Ewing’s sarcoma and primitive neuroectodermal tumor requires multimodal therapeutic strategies. The standard treatment for localized Ewing’s sarcoma is similar to that used in metastatic disease, and is based on the combination of doxorubicin, cyclophosphamide, ifosfamide, vincristine, dactinomycin and etoposide, along with local therapy for 10–12 months.24 The choice of local therapy includes surgery, radiotherapy, or both. The INT-0091 trial was the first randomized trial to demonstrate that there is no difference among the different local control modalities in terms of local recurrence and event-free survival.25 With surgery or radiotherapy alone, 5-year survival was <10% but on including chemotherapy, the survival rate increased by 60%–70% in localized and 20%–40% in metastatic disease. Although relevant progress has been made in the treatment of Ewing’s sarcoma in recent years, patients with localized tumor disease at the time of diagnosis show a 4-year relapse rate of 20%.
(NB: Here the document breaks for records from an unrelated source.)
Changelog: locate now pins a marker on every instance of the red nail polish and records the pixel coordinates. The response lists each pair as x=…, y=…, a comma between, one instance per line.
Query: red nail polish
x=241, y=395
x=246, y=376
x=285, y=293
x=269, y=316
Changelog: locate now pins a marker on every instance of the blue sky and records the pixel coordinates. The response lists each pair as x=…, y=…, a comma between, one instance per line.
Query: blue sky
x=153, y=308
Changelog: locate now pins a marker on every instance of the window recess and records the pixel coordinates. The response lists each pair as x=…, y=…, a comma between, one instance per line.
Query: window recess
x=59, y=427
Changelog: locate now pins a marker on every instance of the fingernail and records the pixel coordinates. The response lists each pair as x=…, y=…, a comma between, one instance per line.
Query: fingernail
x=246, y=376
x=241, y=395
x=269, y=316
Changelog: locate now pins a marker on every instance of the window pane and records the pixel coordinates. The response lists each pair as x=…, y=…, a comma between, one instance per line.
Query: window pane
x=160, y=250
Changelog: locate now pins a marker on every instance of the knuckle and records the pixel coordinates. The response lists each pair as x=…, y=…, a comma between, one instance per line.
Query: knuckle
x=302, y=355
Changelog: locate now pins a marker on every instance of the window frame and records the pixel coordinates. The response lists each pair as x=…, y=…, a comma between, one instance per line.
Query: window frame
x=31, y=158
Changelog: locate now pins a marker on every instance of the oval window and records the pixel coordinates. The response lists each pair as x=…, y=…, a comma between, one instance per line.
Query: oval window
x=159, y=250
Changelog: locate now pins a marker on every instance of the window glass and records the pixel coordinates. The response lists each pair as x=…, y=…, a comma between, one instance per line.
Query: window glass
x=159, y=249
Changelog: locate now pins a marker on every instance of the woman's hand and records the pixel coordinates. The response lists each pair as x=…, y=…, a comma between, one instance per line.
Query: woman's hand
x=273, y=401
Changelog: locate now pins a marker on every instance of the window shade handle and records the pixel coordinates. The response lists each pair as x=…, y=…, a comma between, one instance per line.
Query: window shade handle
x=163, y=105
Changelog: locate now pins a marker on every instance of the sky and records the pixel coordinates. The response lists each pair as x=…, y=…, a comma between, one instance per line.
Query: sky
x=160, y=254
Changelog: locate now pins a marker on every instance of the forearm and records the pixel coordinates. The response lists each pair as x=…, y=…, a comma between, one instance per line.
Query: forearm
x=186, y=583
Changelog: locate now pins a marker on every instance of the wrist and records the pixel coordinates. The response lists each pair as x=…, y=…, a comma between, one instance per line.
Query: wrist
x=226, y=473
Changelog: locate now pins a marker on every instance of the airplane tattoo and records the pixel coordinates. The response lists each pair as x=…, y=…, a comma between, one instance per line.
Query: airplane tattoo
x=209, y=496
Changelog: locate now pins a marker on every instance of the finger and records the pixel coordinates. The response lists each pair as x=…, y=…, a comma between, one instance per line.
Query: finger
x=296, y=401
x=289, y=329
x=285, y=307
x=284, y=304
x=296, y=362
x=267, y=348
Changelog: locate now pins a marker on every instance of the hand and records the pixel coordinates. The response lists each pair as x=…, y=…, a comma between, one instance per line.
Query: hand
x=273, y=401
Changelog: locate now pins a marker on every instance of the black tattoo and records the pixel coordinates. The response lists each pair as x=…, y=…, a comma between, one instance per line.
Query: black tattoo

Ewing’s sarcoma patients presenting with recurrence or progressive disease less than 2 years from initial diagnosis present a 5-year survival of only 30%. At the same time, patients with metastatic disease at diagnosis, females, those with elevated LDH at diagnosis, and patients whose sites of first recurrence include both local and distant metastatic disease have a significantly poorer post-recurrence survival rate.26

There is no a standard treatment for refractory Ewing’s sarcoma. Treatment options including irinotecan, temozolomide, ifosfamide, gemcitabine, docetaxel, etoposide, platinum or vincristine have demonstrated response rate between 29% and 66%.2731 However, many patients do not respond to these agents, and further chemotherapeutic options are limited in this setting. In the clinical setting, target cancer therapies under investigation in Ewing’s sarcoma include inhibitors of the IGF-1 receptor plus an inhibitor of mTOR, which has resulted in tumor regression in approximately 25%–30% of patients with refractory metastatic disease. In turn, bevacizumab, a VEGF inhibitor, administered as monotherapy, resulted in stable disease at the most during at least 4 months in three out of five patients enrolled in the COG Phase I trial. In preclinical models of Ewing’s sarcoma, a dual PI3K/AKT inhibitor and a combination of PARP inhibitors and temozolomide enhanced sensitivity to actinomycin D and synergistic effects in Ewing’s sarcoma, respectively.3235 Unfortunately, the prognosis of patients with refractory or recurrent Ewing’s sarcoma remains dismal. This underlines the need for further research in this field.

Acknowledgment

Noelia Tarazona and Valentina Gambardella hold a grant from the European Society for Medical Oncology.

Disclosure

The authors state that they have no potential conflicts of interest.